Assessing trainees in the workplace: results of a pilot study
Abstract
This paper outlines the development and evaluation of the utility of workplace-based assessments in higher medical training: case-based discussion (CbD); the acute care assessment tool (ACAT); audit assessment; teaching observation and patient survey (PS). The study population included trainees in higher medical training (ST3+) from physician specialties in the UK. The pilot consisted of a prospective study of the use of the new assessments using local study coordinators (LSCs) and volunteer trainees. In total, 169 LSCs were recruited and 134 trainees returned at least one assessment. The end- of-pilot questionnaire was returned by 44 assessors and 57 trainees. Questionnaire data and qualitative feedback were used to evaluate the validity, impact and feasibility of the new tools. For adequate reliability (co-efficient 0.7) a total of 12 CbDs; three ACATs and 16 PS raters are required. There was evidence for the validity and positive educational impact of all the tools. There were difficulties with the feasibility of the PS.
Introduction
In 2007, the Joint Royal Colleges of Physicians Training Board (JRCPTB) agreed the assessment system for each physician specialty with the Postgraduate Medical Education and Training Board (PMETB). During this process a number of areas of the curricula were identified as representing a challenge to assess by existing means. The assessment methods, identified as being important in the assessment of the curricula, included established workplace-based assessments (WPBAs), such as direct observation of procedural skills (DOPS), a mini-clinical evaluation exercise (mini-CEX) and multi-source feedback (MSF). However, effective assessment of curricula areas, such as communication skills, clinical audit, practice of acute medicine and teaching, required the use of new assessment methods.
PMETB's standards1 require assessment methods to be selected on the basis of their overall utility, made up of: validity, reliability, feasibility, cost effectiveness, opportunities for feedback and impact on learning. Validity is the degree to which a test measures what it purports to measure. The reliability of an assessment refers to the reproducibility of the scores obtained from an assessment. Reliability is generally expressed as a coefficient ranging from 0 (not reliable) to 1 (perfect reliability). For very high stakes examinations an R coefficient of at least 0.9 is recommended, whereas 0.7 is considered sufficient for formative assessments such as WPBAs.2
A pilot project was conducted between 2008 and 2009 with the objectives of providing an evidence base for the effectiveness of modified existing WPBAs (case-based discussion (CbD), and the acute care assessment tool (ACAT)) and new WPBAs (audit assessment (AA), patient survey (PS), teaching observation (TO)) in the assessments of doctors in higher medical training:
Case-based discussion – discussion between a trainee and assessor about a case the trainee has been involved in to explore the trainee's clinical reasoning and decision-making skills.
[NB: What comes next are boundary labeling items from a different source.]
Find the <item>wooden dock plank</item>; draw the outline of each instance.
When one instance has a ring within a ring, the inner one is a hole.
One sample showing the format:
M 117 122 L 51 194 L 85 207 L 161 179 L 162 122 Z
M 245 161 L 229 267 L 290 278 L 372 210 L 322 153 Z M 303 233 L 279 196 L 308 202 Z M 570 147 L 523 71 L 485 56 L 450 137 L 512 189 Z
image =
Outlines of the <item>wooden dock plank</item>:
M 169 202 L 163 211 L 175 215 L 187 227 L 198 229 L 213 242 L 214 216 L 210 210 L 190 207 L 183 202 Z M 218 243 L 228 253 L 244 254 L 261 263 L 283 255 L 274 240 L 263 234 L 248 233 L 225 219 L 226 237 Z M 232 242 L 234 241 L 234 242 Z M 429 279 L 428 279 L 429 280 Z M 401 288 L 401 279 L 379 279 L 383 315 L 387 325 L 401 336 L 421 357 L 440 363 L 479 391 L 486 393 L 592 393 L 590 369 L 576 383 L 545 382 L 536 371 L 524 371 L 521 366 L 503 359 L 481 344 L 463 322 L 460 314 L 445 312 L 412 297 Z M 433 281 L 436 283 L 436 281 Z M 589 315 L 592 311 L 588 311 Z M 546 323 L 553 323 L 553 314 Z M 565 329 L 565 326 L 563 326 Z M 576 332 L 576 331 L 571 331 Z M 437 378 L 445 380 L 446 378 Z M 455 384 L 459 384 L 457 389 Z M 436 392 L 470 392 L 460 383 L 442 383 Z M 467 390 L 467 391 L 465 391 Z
Audit assessment – the quality of a clinical audit process completed by a trainee is assessed by one or more reviewers. There was no existing audit assessment tool in use in the UK.
Teaching observation – a trainee is given qualitative feedback by an observer following a formal teaching session, which has not been subject to assessment in the past, in the context of training curricula.
Patient survey – patients are invited to complete a brief questionnaire on the quality of a trainee's professionalism and communication skills following an outpatient clinic encounter. The questionnaires are summarised and feedback is given to the trainee by a supervisor.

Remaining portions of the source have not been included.